Les risques inhérents à la microfinance islamique : réflexion sur les voies possibles de gestion
Abstract
Dans un premier temps, les modèles utilisés dans le cadre de la microfinance islamique ont été présentés. Ces derniers sont soit adaptés de la microfinance conventionnelle ou des modèles propres à la finance islamique. Ensuite, les différents instruments utilisés dans le cadre des programmes de la microfinance islamique ont été énumérés. Finalement, le tour des différents risques auxquels les institutions de la microfinance islamique (IMFI) font face est fait et des solutions susceptibles de les couvrir ont été proposées. Le risque de crédit est de loin le risque le plus important des IMFI. D’autre part, les formules basées sur le partage des profits et des pertes telles que moḍāraba et mochāraka sont les plus risquées vu que l’on ne peut pas demander de garantir le capital investi. Les formules comme ijāra et morābaḥa présentent un risque moindre.

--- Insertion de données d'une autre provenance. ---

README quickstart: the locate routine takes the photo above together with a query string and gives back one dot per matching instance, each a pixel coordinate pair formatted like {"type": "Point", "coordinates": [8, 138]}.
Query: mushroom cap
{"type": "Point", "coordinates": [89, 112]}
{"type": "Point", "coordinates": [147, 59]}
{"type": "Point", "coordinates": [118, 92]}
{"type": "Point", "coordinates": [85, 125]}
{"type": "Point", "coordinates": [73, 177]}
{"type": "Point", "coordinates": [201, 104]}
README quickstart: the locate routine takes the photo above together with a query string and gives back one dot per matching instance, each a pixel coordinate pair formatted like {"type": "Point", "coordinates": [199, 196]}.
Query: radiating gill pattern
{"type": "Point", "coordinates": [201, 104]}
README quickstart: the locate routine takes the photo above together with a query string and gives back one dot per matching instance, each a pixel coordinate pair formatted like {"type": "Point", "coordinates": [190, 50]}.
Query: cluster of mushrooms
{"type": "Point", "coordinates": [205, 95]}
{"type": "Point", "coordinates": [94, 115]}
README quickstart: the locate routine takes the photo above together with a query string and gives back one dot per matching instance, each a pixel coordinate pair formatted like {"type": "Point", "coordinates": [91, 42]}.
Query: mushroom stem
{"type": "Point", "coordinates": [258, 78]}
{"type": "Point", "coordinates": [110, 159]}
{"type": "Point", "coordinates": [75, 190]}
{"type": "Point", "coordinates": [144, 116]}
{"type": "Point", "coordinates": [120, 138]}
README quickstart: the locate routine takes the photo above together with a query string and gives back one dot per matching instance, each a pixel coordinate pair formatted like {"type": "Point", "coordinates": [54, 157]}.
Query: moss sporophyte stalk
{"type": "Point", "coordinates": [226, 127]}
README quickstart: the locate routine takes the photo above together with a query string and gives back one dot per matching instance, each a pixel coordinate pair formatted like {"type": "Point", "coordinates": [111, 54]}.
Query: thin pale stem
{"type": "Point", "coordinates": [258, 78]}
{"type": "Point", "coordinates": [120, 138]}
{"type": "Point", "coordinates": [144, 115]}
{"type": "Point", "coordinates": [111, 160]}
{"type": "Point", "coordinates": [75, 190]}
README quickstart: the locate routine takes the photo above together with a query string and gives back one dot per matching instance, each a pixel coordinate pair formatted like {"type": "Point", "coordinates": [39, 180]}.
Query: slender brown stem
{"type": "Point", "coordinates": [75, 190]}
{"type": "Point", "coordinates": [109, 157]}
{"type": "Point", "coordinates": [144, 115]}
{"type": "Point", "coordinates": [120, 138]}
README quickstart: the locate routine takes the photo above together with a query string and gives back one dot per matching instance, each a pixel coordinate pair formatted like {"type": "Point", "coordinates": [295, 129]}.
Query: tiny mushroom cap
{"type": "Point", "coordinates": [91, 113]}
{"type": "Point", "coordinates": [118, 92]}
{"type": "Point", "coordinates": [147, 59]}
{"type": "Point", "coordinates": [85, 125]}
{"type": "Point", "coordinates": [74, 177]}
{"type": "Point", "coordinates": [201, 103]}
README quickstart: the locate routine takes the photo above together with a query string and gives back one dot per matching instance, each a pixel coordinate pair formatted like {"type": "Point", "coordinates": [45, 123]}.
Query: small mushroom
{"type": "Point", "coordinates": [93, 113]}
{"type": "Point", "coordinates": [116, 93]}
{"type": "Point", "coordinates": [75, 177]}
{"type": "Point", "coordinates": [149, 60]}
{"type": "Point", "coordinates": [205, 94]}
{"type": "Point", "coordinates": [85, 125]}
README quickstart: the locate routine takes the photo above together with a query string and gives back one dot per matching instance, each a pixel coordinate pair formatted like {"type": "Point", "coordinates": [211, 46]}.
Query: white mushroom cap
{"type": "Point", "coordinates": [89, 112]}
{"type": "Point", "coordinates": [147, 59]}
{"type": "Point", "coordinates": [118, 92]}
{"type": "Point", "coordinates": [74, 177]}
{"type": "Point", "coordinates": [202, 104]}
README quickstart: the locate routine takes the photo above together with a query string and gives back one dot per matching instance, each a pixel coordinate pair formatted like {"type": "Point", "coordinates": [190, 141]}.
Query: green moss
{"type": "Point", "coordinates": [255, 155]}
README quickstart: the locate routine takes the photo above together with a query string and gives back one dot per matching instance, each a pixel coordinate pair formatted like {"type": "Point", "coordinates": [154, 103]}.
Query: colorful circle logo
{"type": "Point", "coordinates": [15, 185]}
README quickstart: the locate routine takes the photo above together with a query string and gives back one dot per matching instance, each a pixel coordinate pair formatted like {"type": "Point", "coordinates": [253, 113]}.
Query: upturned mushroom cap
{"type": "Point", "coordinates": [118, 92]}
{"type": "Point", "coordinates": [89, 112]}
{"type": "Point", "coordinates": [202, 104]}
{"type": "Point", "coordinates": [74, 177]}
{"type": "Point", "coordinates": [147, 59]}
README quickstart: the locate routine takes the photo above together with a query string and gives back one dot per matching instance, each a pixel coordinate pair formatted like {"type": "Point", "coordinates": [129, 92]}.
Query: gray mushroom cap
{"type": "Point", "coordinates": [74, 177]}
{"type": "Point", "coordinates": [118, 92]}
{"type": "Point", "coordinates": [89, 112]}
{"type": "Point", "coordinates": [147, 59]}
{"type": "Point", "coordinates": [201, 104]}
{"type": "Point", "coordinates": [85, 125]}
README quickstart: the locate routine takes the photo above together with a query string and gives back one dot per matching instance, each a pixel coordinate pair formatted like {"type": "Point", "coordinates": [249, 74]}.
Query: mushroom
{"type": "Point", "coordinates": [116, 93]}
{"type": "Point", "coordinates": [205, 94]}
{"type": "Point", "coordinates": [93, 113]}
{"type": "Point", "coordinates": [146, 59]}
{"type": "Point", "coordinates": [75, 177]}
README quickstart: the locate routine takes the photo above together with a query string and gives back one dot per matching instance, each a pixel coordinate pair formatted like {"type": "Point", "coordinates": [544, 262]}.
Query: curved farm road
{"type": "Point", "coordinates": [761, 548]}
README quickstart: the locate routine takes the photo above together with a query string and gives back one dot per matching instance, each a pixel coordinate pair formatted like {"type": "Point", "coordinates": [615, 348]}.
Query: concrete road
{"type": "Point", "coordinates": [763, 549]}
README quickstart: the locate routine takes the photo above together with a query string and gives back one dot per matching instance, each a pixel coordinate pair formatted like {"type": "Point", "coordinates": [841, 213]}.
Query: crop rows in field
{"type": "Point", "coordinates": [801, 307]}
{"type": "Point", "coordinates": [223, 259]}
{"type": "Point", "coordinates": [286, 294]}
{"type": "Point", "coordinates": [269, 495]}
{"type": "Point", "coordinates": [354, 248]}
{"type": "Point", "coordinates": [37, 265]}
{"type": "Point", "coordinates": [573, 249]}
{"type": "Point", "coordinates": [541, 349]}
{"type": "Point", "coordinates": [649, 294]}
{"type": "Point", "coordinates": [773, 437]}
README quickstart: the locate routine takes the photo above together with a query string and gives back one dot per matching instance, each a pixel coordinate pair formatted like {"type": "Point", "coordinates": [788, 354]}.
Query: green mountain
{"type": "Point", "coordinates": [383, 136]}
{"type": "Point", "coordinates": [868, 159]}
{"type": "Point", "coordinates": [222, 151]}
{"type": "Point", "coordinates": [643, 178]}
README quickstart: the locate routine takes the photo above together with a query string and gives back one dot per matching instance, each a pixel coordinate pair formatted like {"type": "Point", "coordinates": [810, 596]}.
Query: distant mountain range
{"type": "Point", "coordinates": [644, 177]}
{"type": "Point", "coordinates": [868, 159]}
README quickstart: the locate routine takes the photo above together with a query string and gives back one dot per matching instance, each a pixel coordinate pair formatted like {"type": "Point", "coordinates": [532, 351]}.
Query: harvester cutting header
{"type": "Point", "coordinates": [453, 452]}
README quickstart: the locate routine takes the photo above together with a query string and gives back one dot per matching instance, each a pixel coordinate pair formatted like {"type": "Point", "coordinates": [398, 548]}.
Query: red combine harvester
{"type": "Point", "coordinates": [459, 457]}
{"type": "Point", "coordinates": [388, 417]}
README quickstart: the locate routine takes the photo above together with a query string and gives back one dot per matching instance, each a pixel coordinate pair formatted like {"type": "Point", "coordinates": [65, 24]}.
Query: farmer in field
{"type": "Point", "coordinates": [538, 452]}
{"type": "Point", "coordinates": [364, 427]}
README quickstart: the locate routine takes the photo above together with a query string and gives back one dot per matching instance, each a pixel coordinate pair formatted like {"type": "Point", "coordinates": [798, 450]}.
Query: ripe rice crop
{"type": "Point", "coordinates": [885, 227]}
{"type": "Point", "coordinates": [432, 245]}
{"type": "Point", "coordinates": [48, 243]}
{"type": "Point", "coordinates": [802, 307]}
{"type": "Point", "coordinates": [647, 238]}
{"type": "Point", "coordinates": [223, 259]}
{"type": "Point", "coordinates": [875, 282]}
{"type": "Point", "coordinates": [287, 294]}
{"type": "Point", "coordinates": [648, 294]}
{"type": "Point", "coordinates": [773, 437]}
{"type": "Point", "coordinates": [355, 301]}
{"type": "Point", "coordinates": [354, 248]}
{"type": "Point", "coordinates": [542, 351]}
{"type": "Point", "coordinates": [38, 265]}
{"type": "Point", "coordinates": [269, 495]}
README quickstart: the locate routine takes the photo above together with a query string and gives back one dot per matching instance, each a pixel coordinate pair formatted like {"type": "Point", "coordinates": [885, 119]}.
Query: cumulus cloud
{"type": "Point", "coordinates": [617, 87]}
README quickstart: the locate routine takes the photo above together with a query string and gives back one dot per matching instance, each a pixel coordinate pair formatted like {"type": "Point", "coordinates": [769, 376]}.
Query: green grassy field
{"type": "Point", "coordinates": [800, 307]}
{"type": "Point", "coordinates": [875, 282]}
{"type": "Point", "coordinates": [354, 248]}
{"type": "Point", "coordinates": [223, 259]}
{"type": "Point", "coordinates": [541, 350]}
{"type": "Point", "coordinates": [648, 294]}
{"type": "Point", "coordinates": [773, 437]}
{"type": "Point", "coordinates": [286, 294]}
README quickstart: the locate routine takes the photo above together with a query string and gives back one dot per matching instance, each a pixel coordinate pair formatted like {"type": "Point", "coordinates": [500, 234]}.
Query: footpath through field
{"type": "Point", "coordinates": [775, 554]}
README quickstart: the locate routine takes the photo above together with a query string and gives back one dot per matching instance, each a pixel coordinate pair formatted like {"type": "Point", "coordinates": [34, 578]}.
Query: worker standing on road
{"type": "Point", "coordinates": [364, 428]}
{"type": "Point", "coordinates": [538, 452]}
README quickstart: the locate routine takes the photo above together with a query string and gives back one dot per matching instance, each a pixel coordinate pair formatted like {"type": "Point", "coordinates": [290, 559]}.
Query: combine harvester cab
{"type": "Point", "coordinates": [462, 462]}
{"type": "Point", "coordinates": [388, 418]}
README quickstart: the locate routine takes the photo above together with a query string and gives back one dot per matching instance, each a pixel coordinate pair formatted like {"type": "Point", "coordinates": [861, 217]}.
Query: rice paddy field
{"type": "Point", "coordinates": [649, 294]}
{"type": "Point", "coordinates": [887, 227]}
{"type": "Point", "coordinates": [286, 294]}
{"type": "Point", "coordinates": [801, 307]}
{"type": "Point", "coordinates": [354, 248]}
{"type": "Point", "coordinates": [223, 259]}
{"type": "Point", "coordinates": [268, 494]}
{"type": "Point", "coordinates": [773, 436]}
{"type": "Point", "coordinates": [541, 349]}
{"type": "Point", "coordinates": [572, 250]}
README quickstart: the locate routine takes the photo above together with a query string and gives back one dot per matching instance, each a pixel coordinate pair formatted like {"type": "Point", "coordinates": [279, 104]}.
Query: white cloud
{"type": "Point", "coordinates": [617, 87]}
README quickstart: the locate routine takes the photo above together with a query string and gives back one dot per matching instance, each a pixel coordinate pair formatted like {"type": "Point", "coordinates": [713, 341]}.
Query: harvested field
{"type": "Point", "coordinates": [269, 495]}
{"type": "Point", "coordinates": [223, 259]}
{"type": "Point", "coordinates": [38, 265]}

Quant au financement par la formule de qarḍ al-ḥasan, elle présente l’inconvénient de la dégradation de la valeur réelle du portefeuille à cause de l’inflation, ce qui met en péril la viabilité des institutions utilisant uniquement ce mode de financement. D’autre part, le risque de non-conformité avec la charia, qui est un risque propre à la finance islamique, semble plus accentué pour les IMFI que pour les banques islamiques en raison de l’absence d’un comité charia.